IBM also pitched hard its unified storage offering (Storwize V700) and played the storage efficiency game. It harped on such class leading features like the ability of Storwize to compress data by as much as 80% through supported real-time compression for block storage, enabling up to 5 times as much data to be stored in the same physical disk space. Unlike other approaches to compression, IBM real-time compression is designed to be used with active primary data such as production databases and email systems, dramatically expanding the range of candidate data that can benefit from compression. As its name implies, IBM Real-time Compression operates as data is written to disk avoiding the need to store uncompressed data while awaiting compression.
As we look at HDS, it worked on a strategy aimed at abstracting the complexities of the underlying storage environment to create a service-oriented model in which organizations manage storage as a service to their consumers, regardless of the nuances of the underlying physical devices that serve up the storage. Clearly this strategy rode on a fully unified approach.

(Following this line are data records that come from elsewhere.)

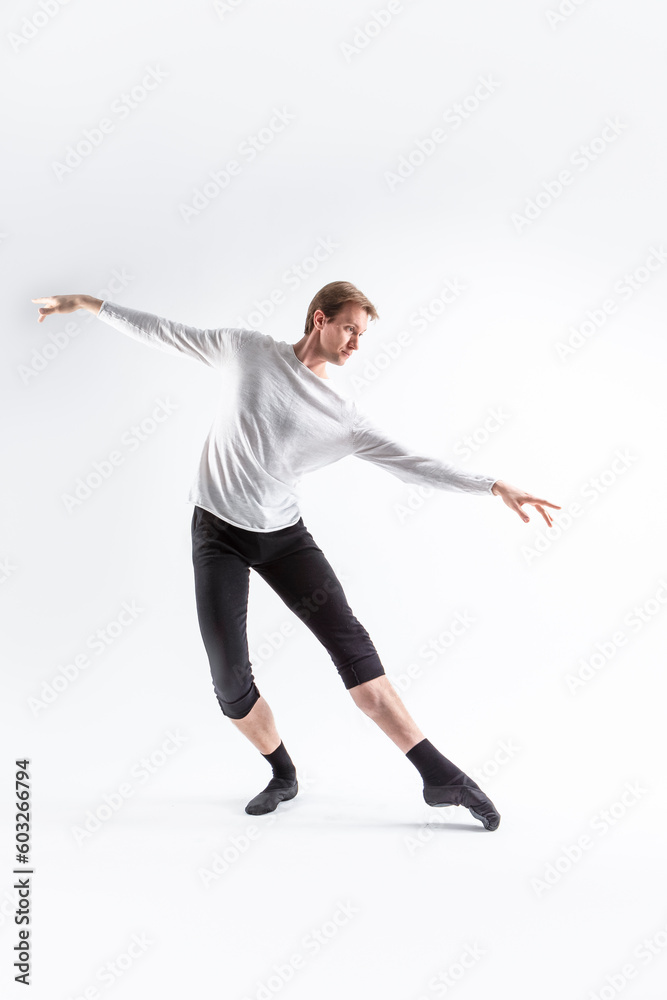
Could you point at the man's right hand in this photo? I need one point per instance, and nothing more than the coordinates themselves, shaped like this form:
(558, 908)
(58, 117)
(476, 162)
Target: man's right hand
(66, 303)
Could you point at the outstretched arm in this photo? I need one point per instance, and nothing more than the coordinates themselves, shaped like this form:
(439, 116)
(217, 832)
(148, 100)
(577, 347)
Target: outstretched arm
(373, 445)
(370, 443)
(211, 347)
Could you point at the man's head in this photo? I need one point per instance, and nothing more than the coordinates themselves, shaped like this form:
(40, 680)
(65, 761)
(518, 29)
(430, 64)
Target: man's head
(337, 317)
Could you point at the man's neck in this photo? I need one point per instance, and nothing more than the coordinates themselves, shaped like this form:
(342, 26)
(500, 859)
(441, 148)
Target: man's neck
(310, 358)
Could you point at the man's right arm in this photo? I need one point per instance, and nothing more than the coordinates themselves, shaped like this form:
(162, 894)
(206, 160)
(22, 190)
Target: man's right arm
(211, 347)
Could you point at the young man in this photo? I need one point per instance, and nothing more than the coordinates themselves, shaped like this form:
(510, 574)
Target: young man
(279, 417)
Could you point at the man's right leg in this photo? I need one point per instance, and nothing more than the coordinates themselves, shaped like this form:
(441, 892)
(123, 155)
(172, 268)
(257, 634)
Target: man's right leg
(221, 591)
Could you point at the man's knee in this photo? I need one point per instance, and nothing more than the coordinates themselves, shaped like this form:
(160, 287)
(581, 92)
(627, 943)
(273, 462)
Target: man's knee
(241, 707)
(371, 695)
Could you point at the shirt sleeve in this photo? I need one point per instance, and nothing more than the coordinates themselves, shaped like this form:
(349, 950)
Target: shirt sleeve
(211, 347)
(373, 445)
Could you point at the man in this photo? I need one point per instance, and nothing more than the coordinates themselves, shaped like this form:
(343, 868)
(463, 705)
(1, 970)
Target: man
(279, 417)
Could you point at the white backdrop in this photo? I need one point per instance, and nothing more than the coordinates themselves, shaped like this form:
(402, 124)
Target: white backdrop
(492, 177)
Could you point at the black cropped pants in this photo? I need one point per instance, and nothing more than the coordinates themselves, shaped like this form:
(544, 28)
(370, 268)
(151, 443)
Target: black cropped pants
(296, 568)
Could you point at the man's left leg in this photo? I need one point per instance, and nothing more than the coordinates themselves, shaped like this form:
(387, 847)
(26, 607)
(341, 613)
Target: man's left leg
(305, 580)
(444, 783)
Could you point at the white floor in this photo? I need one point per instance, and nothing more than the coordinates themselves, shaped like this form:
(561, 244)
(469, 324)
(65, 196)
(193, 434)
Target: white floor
(354, 888)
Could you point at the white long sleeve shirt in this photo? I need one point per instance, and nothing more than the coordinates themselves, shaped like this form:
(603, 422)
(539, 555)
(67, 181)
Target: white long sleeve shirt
(275, 421)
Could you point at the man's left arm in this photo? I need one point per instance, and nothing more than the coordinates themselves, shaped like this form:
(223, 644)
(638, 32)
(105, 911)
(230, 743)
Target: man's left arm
(373, 445)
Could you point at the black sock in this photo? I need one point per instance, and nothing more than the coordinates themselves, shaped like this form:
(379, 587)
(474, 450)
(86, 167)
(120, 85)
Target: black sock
(284, 777)
(281, 762)
(434, 768)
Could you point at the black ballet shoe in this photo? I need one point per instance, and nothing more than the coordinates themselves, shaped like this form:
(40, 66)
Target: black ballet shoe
(277, 790)
(463, 791)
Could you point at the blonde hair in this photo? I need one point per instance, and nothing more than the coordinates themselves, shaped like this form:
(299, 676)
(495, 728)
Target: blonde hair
(332, 297)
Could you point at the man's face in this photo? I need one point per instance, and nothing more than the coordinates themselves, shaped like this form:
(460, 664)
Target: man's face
(339, 337)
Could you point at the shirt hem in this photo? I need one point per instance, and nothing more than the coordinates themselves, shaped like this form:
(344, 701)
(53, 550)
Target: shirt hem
(245, 527)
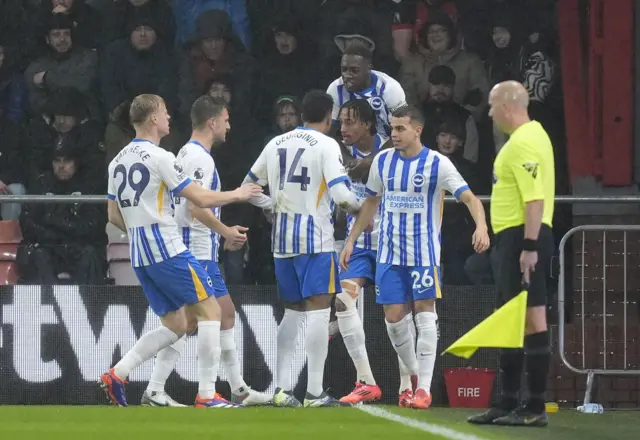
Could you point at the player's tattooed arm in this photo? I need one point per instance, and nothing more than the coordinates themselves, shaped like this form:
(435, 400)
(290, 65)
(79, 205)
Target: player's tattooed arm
(360, 169)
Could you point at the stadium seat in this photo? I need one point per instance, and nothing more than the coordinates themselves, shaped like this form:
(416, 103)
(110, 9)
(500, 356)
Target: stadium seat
(123, 274)
(8, 273)
(115, 235)
(10, 232)
(8, 252)
(120, 264)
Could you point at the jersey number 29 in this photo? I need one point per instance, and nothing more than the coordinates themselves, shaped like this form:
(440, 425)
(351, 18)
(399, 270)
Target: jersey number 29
(302, 178)
(136, 181)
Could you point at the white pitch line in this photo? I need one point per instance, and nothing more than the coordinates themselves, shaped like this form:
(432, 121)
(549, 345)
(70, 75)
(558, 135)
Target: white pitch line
(441, 431)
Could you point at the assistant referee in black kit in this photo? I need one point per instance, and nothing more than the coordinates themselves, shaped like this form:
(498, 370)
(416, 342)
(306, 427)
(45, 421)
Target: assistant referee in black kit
(522, 202)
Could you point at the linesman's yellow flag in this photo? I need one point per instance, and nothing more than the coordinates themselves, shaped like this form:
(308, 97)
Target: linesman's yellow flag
(504, 328)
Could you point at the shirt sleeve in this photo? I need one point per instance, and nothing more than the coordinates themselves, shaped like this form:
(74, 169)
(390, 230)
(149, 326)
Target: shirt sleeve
(332, 165)
(374, 182)
(394, 96)
(451, 179)
(111, 186)
(524, 162)
(202, 172)
(172, 173)
(332, 91)
(258, 172)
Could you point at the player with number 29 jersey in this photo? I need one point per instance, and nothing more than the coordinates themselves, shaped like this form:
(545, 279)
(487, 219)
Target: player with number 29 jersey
(142, 179)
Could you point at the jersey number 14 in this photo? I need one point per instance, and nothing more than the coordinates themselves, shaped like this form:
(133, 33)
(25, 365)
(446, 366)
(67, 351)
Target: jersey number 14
(302, 178)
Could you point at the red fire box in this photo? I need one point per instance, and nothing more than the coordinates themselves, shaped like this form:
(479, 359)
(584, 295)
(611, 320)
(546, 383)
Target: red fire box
(469, 387)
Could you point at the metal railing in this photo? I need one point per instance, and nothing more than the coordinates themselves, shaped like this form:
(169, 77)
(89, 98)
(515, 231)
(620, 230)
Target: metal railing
(486, 199)
(604, 370)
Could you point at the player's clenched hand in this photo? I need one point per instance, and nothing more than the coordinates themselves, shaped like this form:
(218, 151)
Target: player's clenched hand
(248, 191)
(480, 240)
(528, 261)
(345, 255)
(235, 238)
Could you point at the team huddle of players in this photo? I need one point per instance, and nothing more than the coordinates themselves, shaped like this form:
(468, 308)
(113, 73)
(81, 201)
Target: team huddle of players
(392, 194)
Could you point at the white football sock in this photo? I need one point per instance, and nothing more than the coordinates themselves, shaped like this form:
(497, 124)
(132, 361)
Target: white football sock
(208, 357)
(317, 348)
(402, 342)
(147, 347)
(405, 374)
(286, 340)
(165, 362)
(230, 361)
(353, 336)
(427, 346)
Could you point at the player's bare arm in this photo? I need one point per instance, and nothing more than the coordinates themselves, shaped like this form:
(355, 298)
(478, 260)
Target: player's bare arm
(115, 216)
(204, 198)
(359, 169)
(365, 217)
(235, 236)
(480, 238)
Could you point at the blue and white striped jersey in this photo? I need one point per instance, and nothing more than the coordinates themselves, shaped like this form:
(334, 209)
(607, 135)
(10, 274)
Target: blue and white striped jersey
(142, 179)
(199, 166)
(300, 166)
(367, 240)
(412, 192)
(384, 95)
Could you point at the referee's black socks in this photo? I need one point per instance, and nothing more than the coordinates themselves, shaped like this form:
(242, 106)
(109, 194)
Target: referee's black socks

Meanwhile players like Dell took to market its ‘Fluid Data' architecture that is supported by strong design tenets to create shared values across the portfolio and enable an end-to-end offering with a consistent set of storage characteristics. Dell sources say that it provides value through automated, highly virtualized, and non-proprietary end-to-end solutions, which enable customers to spend less on maintaining infrastructure and more on innovation
From an HP's perspective, it had taken a differentiated approach through its Converged Infrastructure (CI)-this is an eco-system based approach that gives enterprises an end-to-end depth in managing their IT assets. Over the last year HP's ESSN's division had taken a cross-selling inter-collaborative approach for making the CI piece work. It has also embarked on a converged storage play with strategies like ‘Store 360' announced at its 2011 Discover event clearly manifests its intent to go forward with a unified storage paly as we move forward.

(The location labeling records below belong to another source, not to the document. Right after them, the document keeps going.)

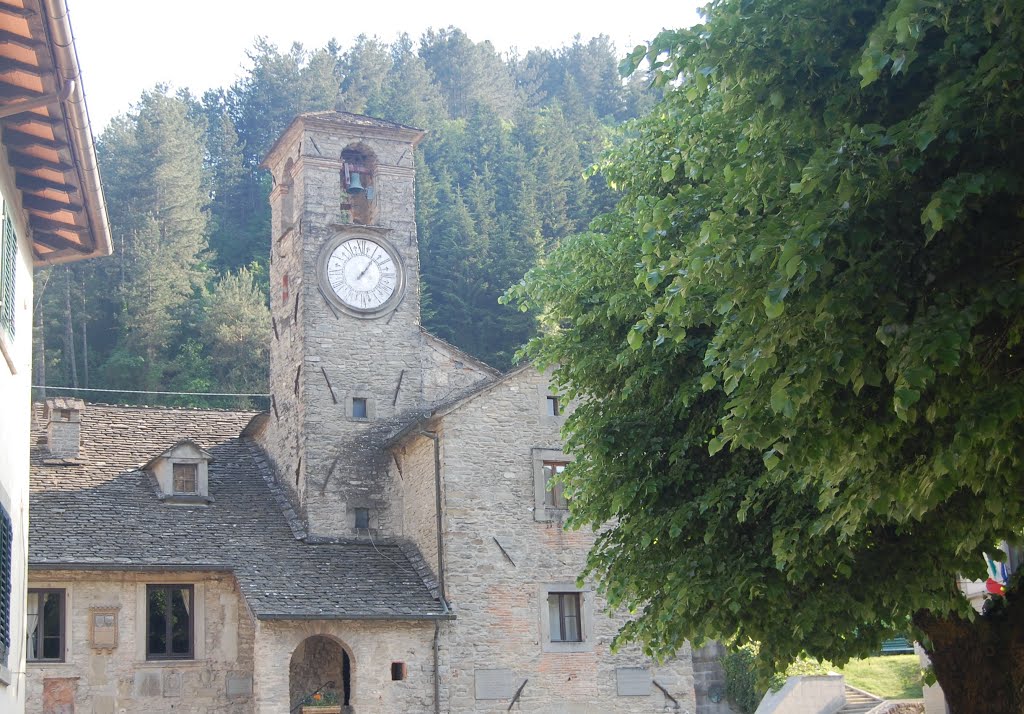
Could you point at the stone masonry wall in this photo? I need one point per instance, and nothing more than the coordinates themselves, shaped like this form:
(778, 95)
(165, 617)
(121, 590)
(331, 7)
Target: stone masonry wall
(338, 357)
(500, 598)
(281, 437)
(416, 458)
(120, 680)
(372, 647)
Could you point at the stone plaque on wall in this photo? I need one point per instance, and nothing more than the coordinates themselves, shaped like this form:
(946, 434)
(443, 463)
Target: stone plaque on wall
(495, 683)
(58, 695)
(172, 683)
(103, 628)
(633, 681)
(239, 684)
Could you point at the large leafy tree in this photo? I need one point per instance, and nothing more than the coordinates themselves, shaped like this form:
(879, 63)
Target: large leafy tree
(796, 342)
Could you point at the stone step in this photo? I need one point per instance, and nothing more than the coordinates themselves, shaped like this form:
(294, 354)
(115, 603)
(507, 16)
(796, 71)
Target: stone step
(858, 701)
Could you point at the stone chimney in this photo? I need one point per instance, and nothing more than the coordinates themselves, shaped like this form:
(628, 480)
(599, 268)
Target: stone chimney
(64, 429)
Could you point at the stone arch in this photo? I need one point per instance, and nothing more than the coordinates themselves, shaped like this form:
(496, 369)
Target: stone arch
(321, 663)
(358, 178)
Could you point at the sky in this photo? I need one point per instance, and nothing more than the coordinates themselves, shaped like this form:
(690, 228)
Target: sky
(126, 46)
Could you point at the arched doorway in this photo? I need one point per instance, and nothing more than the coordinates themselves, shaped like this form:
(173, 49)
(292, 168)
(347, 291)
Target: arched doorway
(320, 666)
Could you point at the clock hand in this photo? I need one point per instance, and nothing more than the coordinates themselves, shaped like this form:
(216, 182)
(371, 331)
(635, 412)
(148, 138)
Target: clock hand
(364, 269)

HP's storage business is witnessing a strong momentum and armed with a slew of products like 3PAR, IBRIX, StoreOnce and LeftHand. HP is determined to give a very tough competition to EMC, IBM and Dell in FY13. Industry observers say that since HP is pitching storage along with CI, makes its aggression manifesting into real deals across segments during FY13
Road Ahead
According to industry experts, organizations today are creating, leveraging and storing more information than ever before. According to experts, by 2020, data will grow to 35 zetabytes; 44 times the amount of digital information stored today. Business will be responsible for 80% of this information and as IT organizations upgrade their technology infrastructures, 2x the amount of data will be created during the process.

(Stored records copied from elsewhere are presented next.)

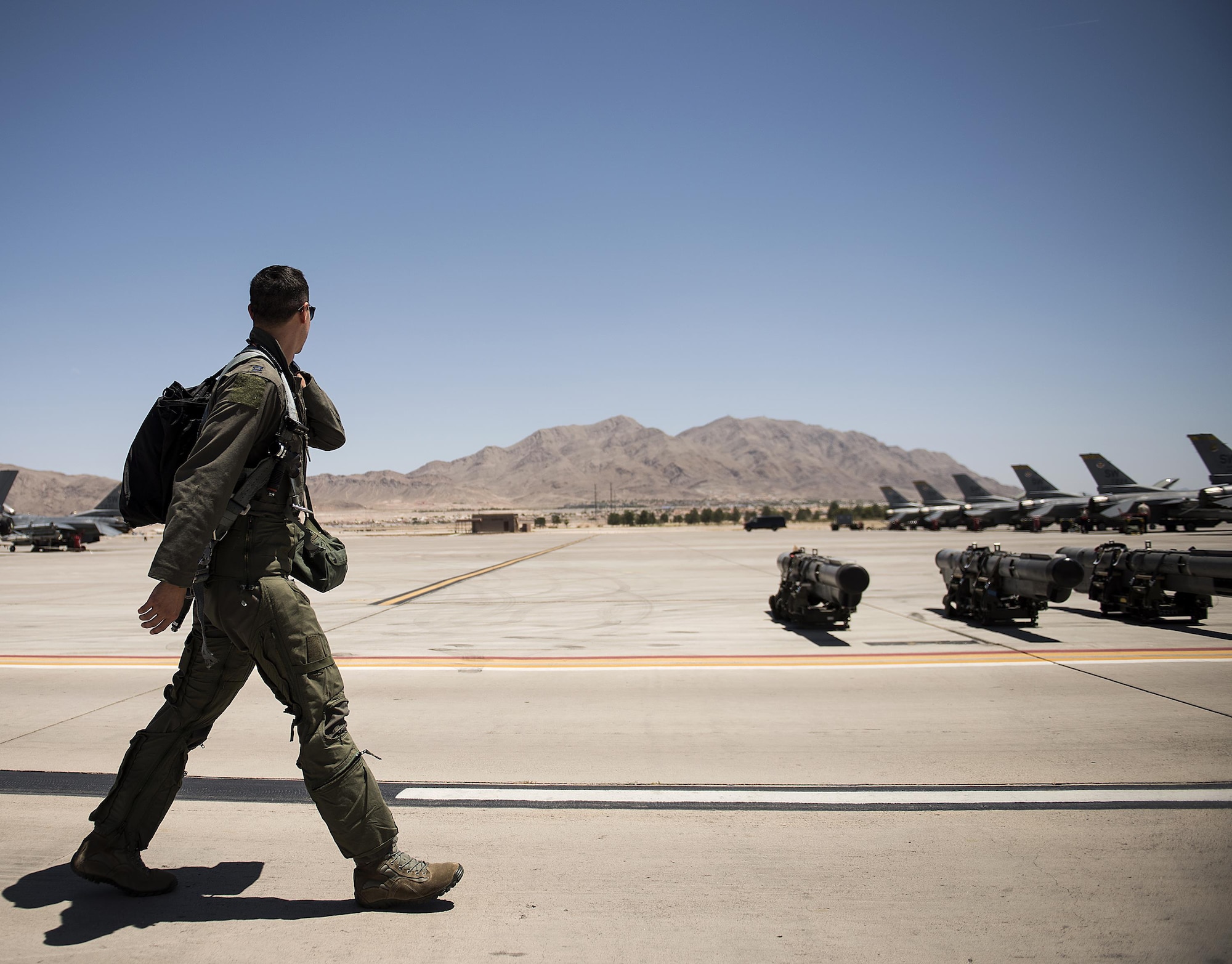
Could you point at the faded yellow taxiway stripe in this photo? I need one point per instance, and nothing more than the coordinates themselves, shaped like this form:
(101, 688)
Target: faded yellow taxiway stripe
(426, 589)
(826, 661)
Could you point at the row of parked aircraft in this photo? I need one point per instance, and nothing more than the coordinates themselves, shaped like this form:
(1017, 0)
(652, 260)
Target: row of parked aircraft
(1122, 502)
(57, 532)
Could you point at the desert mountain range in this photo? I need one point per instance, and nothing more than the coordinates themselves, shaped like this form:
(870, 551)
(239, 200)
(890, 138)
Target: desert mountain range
(731, 460)
(742, 460)
(55, 493)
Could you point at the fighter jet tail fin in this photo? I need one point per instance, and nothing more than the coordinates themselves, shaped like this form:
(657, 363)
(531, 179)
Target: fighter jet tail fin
(970, 488)
(1106, 474)
(1033, 482)
(7, 479)
(1217, 456)
(928, 493)
(895, 498)
(111, 501)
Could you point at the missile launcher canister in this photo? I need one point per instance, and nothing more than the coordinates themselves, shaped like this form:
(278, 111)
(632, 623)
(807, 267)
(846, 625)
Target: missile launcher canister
(817, 589)
(1154, 583)
(991, 586)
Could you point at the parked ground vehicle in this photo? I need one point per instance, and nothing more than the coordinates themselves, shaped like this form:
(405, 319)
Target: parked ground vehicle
(767, 522)
(846, 520)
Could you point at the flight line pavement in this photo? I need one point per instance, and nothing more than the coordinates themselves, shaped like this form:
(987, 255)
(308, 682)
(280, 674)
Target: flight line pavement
(902, 698)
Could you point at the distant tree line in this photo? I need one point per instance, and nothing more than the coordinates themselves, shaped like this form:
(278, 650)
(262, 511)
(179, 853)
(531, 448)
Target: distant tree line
(713, 517)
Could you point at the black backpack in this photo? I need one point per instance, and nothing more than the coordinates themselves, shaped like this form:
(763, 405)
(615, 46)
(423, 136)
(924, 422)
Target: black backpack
(163, 444)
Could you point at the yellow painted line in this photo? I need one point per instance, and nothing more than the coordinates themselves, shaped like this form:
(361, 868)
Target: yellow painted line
(426, 589)
(835, 661)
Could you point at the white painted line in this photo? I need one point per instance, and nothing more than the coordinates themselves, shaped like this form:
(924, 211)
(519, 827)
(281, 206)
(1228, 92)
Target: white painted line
(833, 798)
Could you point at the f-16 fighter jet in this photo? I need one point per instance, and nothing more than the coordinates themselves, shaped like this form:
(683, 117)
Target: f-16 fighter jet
(1218, 458)
(1043, 503)
(983, 509)
(939, 511)
(55, 532)
(1123, 498)
(902, 512)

Clearly data is growing and many of it is unstructured and we have reached a stage of intelligence management and hence increasingly the market is moving form a multiple storage silos (in certain cases) to one unified platform. What is interesting is that we are standing at the threshold of many disruptive trends like big data, cloud adoption in the real sense, and analytics. All these are closely tied with storage and hence all vendors keep innovating in this space. In all, one can see a tough battle for market share with players like HP upping its share significantly. Dell is also expected to make significant inroads with its storage offerings.